None of the executive directors has served as a non-executive director of another company outside the Group during the year.

Short-term incentive arrangements
The 2004 Annual Bonus Scheme for executive directors was based on operating profit and working capital relative to the operating plan for that year. The maximum value of annual bonus under the scheme was 70 per cent of basic salary (equivalent to 56 per cent of annual basic salary paid in cash and 14 per cent in the form of a deferred share award, the shares to be held in trust by the Trustee of the Company's Employee Share Ownership Trust for three years and would normally be forfeited if an executive left or was dismissed). No bonuses were paid in respect of operating profit and working capital as the performance target was not met. A similar Annual Bonus Scheme is in place for 2005.

Performance Share Plan (“the Plan”)
All awards under the Performance Share Plan, in respect of which a report has previously been made, lapsed on 1 January 2005, and no further awards have or will be made under the Plan.

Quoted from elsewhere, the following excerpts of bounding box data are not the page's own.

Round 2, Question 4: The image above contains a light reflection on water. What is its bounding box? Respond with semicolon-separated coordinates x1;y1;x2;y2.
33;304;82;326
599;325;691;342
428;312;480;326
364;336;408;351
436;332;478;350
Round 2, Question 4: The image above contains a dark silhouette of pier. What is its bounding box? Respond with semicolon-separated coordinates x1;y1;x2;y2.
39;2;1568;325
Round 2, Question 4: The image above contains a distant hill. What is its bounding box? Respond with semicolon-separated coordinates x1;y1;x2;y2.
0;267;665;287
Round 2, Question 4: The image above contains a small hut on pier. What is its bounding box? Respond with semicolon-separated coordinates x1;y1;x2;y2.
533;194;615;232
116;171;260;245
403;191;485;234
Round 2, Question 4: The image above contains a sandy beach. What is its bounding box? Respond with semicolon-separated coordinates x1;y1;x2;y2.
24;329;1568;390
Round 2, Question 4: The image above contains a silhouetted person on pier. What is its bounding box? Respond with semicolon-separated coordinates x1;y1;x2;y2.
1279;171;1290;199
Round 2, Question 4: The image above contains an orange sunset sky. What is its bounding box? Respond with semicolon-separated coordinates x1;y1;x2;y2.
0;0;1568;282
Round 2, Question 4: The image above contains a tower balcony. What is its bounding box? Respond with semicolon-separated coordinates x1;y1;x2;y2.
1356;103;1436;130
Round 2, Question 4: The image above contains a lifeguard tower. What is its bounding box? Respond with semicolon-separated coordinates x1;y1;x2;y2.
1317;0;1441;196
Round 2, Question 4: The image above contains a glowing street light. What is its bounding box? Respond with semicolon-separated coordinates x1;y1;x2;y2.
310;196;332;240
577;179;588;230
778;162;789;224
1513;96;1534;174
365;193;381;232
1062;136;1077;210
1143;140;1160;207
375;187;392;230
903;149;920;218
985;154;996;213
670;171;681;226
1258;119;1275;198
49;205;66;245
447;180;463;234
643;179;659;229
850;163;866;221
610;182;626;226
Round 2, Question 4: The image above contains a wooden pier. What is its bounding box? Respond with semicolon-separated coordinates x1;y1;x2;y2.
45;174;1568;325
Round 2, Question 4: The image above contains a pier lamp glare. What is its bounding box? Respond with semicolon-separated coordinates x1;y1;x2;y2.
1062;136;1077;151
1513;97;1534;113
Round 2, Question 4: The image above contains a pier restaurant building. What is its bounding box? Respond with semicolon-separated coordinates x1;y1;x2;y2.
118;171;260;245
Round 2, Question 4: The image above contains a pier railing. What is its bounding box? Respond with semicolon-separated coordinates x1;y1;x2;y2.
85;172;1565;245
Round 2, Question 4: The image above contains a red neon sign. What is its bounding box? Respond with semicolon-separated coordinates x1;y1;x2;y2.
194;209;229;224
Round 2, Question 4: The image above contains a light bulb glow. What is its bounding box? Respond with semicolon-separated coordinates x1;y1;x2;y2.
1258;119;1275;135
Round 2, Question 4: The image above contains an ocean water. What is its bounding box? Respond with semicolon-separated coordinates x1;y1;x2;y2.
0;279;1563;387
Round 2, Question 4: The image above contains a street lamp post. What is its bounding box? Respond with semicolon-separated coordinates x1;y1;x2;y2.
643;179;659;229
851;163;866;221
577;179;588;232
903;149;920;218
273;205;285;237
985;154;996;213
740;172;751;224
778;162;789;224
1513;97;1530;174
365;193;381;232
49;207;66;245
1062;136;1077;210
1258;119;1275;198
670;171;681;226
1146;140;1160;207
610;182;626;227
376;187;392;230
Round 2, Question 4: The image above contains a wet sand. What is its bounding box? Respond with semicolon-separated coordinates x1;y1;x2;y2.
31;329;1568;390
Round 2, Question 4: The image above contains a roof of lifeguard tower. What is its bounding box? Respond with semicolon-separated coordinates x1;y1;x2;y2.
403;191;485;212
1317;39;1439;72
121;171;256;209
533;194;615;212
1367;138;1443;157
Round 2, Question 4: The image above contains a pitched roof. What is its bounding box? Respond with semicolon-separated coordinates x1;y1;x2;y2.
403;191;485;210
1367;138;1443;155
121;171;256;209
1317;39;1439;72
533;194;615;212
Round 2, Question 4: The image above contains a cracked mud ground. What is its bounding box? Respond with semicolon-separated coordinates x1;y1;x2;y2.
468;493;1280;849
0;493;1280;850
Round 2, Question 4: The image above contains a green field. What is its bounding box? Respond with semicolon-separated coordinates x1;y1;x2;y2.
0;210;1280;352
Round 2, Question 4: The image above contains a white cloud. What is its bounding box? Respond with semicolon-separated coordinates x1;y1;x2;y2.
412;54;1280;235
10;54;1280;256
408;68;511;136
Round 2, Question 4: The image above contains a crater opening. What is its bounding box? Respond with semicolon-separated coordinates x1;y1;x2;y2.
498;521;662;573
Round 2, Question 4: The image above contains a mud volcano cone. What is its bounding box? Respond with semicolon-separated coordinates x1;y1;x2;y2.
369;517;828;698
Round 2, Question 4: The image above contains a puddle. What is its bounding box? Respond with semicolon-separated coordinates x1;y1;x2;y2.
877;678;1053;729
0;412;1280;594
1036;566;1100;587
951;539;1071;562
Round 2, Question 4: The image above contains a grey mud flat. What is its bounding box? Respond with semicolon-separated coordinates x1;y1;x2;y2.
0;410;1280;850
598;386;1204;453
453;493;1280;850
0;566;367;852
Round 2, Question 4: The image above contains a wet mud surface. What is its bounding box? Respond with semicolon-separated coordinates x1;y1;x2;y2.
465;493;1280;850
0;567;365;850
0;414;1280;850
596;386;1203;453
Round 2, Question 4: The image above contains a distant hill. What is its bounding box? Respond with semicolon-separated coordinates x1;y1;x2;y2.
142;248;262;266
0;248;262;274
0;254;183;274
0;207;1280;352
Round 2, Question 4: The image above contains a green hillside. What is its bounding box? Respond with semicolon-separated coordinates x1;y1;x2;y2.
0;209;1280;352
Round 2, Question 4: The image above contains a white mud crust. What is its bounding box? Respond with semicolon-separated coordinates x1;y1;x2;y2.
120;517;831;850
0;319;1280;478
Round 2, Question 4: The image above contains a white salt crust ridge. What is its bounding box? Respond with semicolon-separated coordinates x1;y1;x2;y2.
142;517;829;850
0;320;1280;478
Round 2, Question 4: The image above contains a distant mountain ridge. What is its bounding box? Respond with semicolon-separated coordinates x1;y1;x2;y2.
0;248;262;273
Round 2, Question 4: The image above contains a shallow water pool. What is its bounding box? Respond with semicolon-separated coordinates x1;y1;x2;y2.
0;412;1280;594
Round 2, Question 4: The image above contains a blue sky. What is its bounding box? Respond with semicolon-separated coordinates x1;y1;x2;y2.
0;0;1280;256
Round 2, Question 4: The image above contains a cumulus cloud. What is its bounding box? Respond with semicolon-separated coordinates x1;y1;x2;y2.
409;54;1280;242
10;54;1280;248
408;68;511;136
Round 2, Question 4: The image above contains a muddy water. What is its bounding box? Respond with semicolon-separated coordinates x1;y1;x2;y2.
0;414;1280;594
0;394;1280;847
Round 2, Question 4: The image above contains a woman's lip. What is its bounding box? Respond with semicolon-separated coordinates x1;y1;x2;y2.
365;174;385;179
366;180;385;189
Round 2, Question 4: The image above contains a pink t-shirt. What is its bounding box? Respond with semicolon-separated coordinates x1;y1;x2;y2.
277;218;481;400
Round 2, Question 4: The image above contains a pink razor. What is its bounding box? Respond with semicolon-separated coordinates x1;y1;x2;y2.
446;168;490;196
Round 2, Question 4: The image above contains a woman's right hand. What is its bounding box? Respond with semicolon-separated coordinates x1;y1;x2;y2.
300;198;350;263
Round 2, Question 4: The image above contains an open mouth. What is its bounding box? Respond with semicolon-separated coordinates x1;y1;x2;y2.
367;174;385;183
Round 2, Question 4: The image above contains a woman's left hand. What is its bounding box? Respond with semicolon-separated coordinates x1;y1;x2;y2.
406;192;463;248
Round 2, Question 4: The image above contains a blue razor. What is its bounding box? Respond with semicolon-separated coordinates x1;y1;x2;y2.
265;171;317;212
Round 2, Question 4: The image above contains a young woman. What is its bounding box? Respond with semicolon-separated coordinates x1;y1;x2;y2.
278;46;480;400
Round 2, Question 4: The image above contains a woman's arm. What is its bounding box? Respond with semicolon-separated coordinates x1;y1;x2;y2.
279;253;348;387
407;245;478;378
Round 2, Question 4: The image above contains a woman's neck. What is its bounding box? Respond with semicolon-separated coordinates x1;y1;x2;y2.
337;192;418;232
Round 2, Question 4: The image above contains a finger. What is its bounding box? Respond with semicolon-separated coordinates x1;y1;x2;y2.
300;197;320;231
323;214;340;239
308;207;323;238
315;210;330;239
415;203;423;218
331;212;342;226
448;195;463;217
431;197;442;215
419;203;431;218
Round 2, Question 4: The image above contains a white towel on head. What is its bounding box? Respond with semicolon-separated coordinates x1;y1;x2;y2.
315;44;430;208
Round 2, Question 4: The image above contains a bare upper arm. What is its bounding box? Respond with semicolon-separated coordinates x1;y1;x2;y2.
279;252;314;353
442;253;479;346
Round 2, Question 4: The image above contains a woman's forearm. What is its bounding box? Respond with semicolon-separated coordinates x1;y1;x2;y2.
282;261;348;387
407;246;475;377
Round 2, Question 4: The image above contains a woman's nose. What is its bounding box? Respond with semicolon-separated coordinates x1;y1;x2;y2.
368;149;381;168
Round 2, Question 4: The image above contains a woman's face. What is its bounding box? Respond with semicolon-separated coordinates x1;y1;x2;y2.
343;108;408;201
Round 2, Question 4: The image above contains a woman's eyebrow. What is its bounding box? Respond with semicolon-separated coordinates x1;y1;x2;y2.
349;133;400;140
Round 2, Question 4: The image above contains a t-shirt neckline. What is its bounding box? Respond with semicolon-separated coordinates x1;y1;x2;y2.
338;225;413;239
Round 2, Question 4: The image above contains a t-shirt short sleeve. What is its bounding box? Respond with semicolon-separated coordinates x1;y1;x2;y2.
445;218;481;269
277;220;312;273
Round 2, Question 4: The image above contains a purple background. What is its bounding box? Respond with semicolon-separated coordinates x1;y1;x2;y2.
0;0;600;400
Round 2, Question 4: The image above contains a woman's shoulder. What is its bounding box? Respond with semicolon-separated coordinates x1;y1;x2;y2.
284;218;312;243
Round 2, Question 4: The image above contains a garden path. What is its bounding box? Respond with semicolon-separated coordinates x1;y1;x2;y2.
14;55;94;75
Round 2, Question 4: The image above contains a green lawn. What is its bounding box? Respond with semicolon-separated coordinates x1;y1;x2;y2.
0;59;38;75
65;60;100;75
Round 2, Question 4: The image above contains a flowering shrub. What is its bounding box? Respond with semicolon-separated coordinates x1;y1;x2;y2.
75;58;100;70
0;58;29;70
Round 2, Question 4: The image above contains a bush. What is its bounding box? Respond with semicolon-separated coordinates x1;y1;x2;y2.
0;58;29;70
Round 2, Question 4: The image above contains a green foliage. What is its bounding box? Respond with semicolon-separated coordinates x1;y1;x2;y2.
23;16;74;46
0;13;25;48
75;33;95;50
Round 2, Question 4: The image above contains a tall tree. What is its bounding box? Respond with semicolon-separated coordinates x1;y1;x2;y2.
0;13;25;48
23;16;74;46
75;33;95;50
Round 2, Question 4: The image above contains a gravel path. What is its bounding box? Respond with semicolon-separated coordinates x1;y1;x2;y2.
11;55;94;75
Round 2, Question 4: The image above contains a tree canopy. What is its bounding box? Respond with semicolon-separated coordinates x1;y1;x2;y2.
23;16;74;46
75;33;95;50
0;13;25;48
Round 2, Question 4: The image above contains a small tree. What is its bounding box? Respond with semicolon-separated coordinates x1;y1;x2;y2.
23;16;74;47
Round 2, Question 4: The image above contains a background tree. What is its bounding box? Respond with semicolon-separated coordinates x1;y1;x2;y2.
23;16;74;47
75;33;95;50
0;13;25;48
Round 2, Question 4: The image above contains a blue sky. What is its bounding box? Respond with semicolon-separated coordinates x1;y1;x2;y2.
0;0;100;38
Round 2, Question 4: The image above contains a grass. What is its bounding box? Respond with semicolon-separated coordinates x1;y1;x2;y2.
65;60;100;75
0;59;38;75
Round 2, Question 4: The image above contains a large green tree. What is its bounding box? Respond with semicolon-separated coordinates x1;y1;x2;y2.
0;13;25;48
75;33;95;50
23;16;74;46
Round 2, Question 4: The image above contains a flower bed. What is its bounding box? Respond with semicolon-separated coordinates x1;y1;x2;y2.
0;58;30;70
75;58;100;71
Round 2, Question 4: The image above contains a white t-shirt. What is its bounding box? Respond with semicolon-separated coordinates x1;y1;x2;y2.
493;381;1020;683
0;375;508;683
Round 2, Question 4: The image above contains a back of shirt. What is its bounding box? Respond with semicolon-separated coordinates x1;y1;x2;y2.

1987 and 1998 Executive Share Option Schemes
The 1987 Executive Share Option Scheme (the “1987 Scheme”) and the 1998 Approved and Unapproved Executive Share Option Schemes (the “1998 Schemes”) which replaced the 1987 Scheme, are discretionary option schemes under which senior management below Board level were granted options to purchase shares in the Company. The option price at which options may be exercised is the average market price over the five working days preceding the grant and there is no discount. Options are capable of exercise after three years and within ten years of the date of grant; those granted since 1995 are subject to earnings per share performance targets.
No further options will be granted under the 1998 Schemes. Subject to the rules of the Schemes certain awards under the 1987 Scheme and the 1998 Schemes, however, remain exercisable.